Hmmm... How does he feel about meat on Fridays?!?
Atrocious writing and editing here, CNN.
Another whack-o Republican extremist comes out of the woodwork. The GOP is fast losing the the political middle. Reasonable people are turned-off by these wingnuts. Joe the Plumber, Mark Sanford, Sarah Palin, John Ensign, Bobby Jindal. Now Bob McDonnell. What happened to the GOP? Lost its mind.
"Christian conservative worldview that criticized "cohabitators, homosexuals and fornicators" and described working women and feminists "detrimental" to the family."
So, McDonnell wants to carry the torch for Robertson's dream of a Theocracy in America ... which is the intention behind the funding of Regent!

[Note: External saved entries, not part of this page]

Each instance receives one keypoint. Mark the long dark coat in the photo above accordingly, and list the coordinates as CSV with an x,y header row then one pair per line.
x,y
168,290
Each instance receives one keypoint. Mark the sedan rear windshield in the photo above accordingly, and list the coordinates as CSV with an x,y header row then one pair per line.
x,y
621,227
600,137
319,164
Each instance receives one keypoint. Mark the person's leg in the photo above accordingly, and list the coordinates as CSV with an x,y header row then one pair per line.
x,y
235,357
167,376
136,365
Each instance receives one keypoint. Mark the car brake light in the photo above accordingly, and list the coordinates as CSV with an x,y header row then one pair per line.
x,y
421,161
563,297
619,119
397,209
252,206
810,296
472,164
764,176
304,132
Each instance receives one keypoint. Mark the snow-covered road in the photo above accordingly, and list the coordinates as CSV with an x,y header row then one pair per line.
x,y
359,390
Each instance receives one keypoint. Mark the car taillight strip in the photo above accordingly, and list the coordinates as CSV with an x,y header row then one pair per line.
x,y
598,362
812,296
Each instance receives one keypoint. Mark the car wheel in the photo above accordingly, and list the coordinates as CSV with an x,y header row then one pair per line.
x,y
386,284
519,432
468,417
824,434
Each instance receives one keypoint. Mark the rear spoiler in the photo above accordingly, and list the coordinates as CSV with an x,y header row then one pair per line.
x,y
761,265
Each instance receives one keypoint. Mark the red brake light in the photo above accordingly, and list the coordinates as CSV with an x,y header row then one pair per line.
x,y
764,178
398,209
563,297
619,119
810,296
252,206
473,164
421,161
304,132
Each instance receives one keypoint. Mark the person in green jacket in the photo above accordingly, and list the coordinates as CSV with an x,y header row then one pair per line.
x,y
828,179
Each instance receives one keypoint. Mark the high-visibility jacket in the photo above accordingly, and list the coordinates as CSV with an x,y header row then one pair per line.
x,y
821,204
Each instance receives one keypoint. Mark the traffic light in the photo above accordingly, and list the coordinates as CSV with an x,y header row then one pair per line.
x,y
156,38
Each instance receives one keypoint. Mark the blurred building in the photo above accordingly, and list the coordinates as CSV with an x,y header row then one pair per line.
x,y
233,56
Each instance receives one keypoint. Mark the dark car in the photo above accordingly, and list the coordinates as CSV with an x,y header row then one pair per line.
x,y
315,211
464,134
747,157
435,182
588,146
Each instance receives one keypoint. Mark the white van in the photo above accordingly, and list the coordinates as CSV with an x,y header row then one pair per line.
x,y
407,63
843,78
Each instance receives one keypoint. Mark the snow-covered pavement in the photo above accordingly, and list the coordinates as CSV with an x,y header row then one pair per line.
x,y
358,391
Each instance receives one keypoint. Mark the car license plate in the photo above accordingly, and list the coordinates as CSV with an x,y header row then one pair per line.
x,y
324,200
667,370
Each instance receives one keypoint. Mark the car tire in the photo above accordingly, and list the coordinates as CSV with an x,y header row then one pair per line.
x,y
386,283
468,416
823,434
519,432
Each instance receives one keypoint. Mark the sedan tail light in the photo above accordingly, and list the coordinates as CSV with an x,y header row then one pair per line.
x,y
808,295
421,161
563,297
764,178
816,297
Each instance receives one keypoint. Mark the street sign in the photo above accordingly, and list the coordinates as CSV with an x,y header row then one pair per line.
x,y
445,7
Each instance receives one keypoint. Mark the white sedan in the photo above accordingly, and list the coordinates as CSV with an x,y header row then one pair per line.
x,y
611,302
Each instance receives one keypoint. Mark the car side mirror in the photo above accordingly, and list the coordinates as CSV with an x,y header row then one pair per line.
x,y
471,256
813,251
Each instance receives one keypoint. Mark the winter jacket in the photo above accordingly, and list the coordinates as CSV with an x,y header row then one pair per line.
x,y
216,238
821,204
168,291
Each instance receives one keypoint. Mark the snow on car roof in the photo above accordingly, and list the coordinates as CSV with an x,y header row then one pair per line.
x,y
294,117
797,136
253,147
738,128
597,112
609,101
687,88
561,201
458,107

There are two kinds of people in the world: those who judge themselves, and those who lack the courage to judge themselves and instead judge others. It seems that the conservative movement is more concerned with finding fault with others instead of looking in the mirror.
Compare this vision of governance to BO's collection of communists, infantacide defenders, euthanasia defenders, socialists, and all around power hungry thugs. Which is worse?
If you care the least bit about America check into the backgrounds of these Czars BO has appointed. People with access and power but no accountability or scrutiny. Talk about scary!
typical republican "hollier than thou" sexually oriented bigotry. Give us a break. christianity is about repenting mistakes , not being hollier than God
No suprise here, it is what the right-wing has wanted and preached for decades about.
he just put on paper what most republicans think! they just have women around because it looks good for the party
I'd like to thank the Democratic Party for weeding these people from my Republican Party. I only wish the GOP was in touch enough to do it for themselves.
That's odd.......it seems to be the conservative Republicans that have been doing so much "fornicating" lately.
...but it should not be assumed that someone w/ an ultra-liberal past who had associations w/ terrorists and radical religious leaders would use those influences to promote a certain personal agenda??? (note the sarcasm). Double standards! How about all the people who preach open-mindedness and tolerance display the same attitude towards someone else's personal beliefs and ideology?
ah another repubs saying the wrong things is that a theme these days?
Is McDonnell the "Great White Hope" the republicans are looking for?